In 2019, Song was required to complete “cultural competence” training to maintain his legal credentials in Alberta. He says the society’s professional development program–which covers topics such as diversity, equity and inclusion (DEI), gender identity, and promotes the need to “dismantle systemic inequalities and barriers”–imposes “politicized” requirements and redefines legal competence as adherence to “woke” political beliefs.
He launched a legal challenge in 2023, asking the courts to remove these requirements for lawyers, but the challenge was dismissed this year, with the Court of King’s Bench ruling in a Sept. 12 decision that the training requirements fall under the law society’s scope.
“Having a basic understanding of the people and communities you serve as a lawyer does not work against the public interest.
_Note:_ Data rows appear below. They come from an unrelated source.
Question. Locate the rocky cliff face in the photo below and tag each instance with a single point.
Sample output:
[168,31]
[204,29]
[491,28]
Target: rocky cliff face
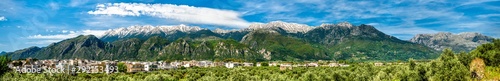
[259,42]
[458,42]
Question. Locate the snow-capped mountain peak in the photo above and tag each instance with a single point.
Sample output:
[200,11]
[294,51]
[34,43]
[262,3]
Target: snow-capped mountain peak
[345,24]
[289,27]
[148,29]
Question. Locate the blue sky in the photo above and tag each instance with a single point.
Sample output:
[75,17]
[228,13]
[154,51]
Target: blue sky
[42,22]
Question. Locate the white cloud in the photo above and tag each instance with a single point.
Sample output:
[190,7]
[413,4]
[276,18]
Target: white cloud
[53,6]
[180,13]
[488,15]
[47,39]
[2,18]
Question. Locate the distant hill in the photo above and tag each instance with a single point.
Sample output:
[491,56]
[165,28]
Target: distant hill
[260,42]
[466,41]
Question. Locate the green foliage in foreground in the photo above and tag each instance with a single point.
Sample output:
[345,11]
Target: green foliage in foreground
[447,67]
[4,60]
[489,52]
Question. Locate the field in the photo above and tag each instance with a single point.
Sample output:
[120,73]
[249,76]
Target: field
[355,72]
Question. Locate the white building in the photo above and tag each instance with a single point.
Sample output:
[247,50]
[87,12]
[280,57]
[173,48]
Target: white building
[229,65]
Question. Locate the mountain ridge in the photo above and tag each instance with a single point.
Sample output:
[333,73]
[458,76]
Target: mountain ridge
[465,41]
[266,42]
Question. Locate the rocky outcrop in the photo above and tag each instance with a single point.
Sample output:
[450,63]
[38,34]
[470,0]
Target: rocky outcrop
[458,42]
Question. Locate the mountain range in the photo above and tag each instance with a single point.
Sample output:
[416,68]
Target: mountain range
[465,41]
[259,42]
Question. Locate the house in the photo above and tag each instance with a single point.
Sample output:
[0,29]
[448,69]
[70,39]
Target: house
[134,67]
[333,65]
[344,65]
[246,64]
[205,63]
[186,65]
[273,64]
[378,64]
[286,66]
[312,64]
[231,65]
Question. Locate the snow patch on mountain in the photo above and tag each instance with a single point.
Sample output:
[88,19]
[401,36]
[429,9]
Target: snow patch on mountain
[289,27]
[148,29]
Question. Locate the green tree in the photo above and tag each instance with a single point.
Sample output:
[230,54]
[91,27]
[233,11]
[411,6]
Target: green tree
[447,68]
[4,62]
[464,58]
[490,52]
[121,67]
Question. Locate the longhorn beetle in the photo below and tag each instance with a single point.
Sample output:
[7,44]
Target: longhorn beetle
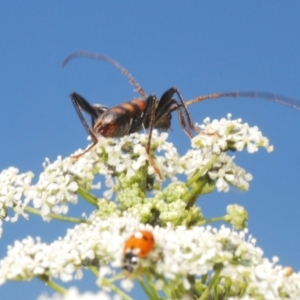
[146,112]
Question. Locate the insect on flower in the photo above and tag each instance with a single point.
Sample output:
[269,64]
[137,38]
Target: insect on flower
[148,111]
[137,246]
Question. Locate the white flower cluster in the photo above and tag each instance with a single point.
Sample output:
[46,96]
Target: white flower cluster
[73,294]
[220,135]
[178,252]
[59,182]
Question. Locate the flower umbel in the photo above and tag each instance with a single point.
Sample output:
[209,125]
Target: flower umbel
[190,259]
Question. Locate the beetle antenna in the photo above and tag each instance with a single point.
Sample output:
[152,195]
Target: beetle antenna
[112,62]
[262,95]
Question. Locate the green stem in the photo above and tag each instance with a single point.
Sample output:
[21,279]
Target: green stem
[56,287]
[55,216]
[109,284]
[212,283]
[212,220]
[194,194]
[90,198]
[94,270]
[202,171]
[147,289]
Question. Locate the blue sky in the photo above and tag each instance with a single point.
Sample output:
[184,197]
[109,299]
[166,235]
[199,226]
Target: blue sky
[200,47]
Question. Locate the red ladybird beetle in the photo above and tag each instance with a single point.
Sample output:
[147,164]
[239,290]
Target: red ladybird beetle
[137,246]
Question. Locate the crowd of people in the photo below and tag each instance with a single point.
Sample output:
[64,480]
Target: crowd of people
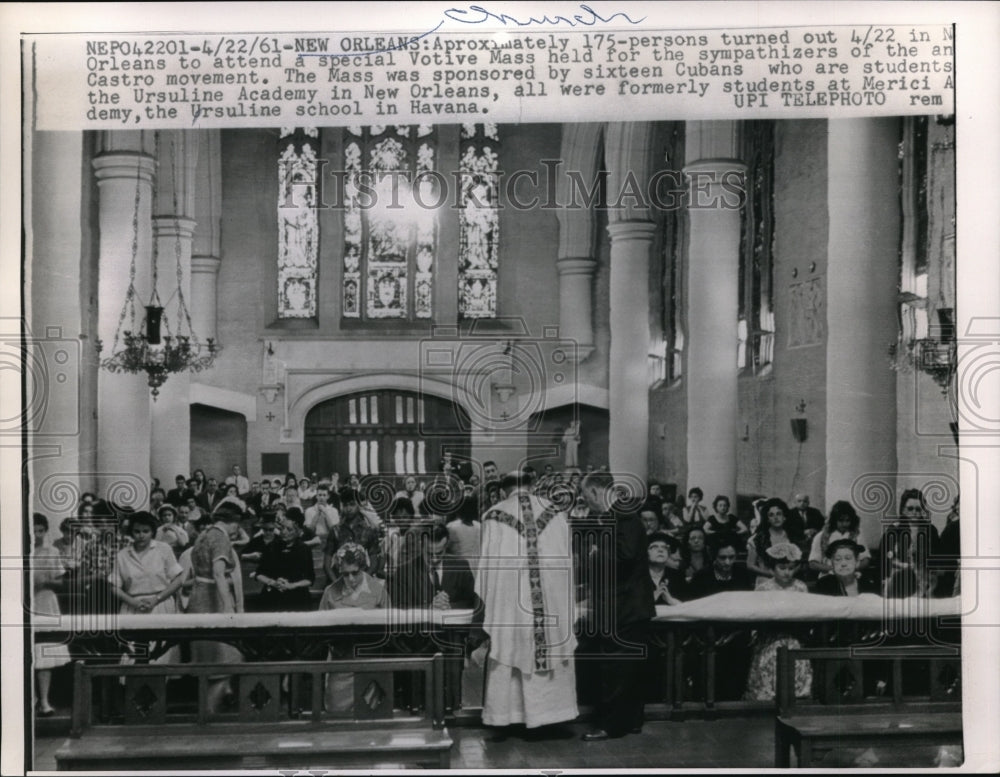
[447,543]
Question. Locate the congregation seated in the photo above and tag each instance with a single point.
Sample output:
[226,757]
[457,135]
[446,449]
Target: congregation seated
[665,571]
[724,574]
[772,531]
[844,579]
[353,586]
[843,523]
[722,522]
[696,553]
[286,569]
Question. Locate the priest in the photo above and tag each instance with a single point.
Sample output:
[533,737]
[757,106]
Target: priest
[525,581]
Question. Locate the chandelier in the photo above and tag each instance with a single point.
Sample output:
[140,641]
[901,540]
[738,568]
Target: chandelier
[152,346]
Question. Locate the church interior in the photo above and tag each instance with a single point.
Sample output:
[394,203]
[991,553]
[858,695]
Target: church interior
[710,312]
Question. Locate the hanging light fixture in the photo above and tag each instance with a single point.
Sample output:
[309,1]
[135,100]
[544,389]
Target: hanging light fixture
[153,347]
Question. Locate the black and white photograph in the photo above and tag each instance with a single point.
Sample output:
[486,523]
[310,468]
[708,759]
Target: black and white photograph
[525,387]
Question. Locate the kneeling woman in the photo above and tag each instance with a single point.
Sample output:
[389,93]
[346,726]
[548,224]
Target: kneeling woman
[353,587]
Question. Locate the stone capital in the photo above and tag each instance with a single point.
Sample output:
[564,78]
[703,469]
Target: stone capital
[631,230]
[174,226]
[205,265]
[576,265]
[124,165]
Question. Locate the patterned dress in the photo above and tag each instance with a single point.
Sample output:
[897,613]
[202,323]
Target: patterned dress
[762,679]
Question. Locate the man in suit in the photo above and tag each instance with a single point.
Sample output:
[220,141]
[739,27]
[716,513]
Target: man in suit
[803,520]
[210,497]
[239,480]
[178,494]
[623,608]
[724,574]
[265,500]
[430,578]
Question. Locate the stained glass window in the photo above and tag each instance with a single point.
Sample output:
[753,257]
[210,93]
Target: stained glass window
[674,246]
[390,230]
[479,222]
[298,227]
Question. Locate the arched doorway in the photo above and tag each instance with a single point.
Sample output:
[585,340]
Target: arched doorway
[385,432]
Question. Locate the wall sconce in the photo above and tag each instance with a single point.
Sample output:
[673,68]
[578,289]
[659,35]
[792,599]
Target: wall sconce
[800,426]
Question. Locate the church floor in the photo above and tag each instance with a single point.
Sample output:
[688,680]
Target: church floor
[729,742]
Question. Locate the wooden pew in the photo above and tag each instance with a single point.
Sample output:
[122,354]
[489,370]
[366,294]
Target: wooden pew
[840,715]
[140,725]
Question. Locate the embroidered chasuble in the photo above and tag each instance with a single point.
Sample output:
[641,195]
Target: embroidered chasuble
[525,580]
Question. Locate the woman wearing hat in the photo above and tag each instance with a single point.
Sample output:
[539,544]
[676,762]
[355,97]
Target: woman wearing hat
[843,524]
[845,580]
[170,531]
[783,561]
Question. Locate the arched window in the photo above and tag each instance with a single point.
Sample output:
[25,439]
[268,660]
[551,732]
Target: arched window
[384,432]
[392,201]
[479,222]
[390,238]
[298,226]
[755,331]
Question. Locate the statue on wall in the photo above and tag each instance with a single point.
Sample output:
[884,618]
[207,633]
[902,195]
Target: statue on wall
[571,444]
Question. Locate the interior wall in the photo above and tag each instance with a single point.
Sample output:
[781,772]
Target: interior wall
[218,441]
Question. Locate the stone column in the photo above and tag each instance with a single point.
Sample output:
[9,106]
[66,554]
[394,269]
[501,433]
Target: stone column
[628,376]
[863,205]
[173,230]
[55,321]
[628,155]
[713,289]
[124,170]
[576,265]
[206,252]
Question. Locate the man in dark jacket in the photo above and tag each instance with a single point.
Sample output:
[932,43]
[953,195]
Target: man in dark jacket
[432,579]
[623,612]
[724,574]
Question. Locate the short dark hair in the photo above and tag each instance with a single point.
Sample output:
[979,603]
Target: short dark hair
[843,509]
[725,540]
[673,544]
[348,494]
[143,518]
[774,501]
[228,512]
[296,515]
[912,493]
[402,503]
[515,479]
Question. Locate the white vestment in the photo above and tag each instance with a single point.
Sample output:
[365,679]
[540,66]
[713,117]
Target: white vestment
[525,580]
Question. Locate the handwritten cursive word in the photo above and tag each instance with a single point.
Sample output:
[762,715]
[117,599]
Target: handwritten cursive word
[476,14]
[483,15]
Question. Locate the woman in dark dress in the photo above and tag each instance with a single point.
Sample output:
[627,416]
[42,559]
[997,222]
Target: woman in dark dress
[845,580]
[286,569]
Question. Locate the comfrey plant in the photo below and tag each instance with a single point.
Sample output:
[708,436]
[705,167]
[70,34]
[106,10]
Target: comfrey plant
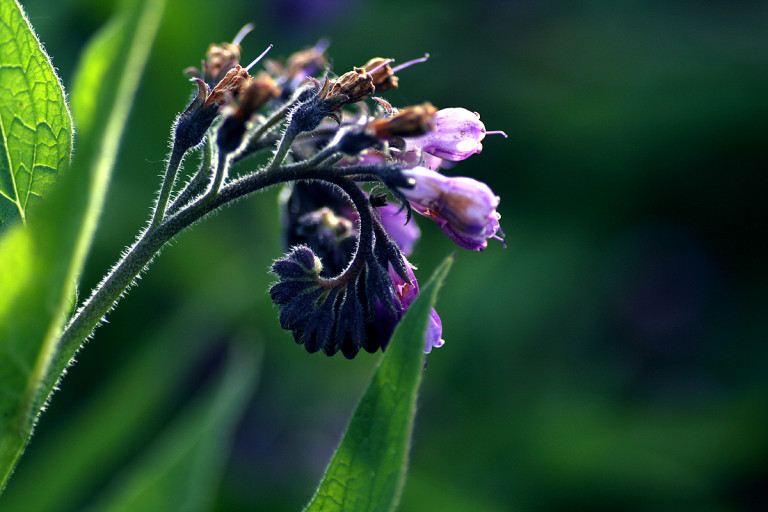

Nor does cultivating a safe work environment built on the principles of evolving human rights law,” reads the decision.
It adds that the law society sees its professional development requirements as “necessary to achieve a greater societal good, and it was within their authority to do so.”
Song argues that compelling lawyers to adopt specific viewpoints goes against the principle of independence of the bar, which the Supreme Court of Canada has described as “one of the hallmarks of a free society.” This principle refers to the ability of lawyers to act in their clients’ best interests, free from undue state or public influence.
“In the area of personal belief, ideology, political issues, it’s an alarming sign if you’re forced to take any type of mandatory training, because if you’re taking mandatory training, that means the content of the mandatory training is considered as the dominant notion, dominant view, dominant attitude, dominant culture of this society,” Song said.
He adds he felt pressured to complete the training because he did not want to lose his licence. “The thing is that if you fail to submit that certificate by deadline, your licence is automatically suspended,” he said.
Song says the law society’s training violates his Charter rights to freedom of conscience and expression, amounting to “compelled speech, forced ideological conformity, and suppression of conscience and expression,” according to the Justice Centre for Constitutional Freedoms, which represents Song in the case.
According to Rule 67.4 of the Law Society of Alberta, the society can “prescribe specific continuing professional development requirements to be completed by members, in a form and manner, as well as time frame.”
Lawyers who do not complete the mandatory training “shall stand automatically suspended” the day after the deadline to complete the course, the rules say.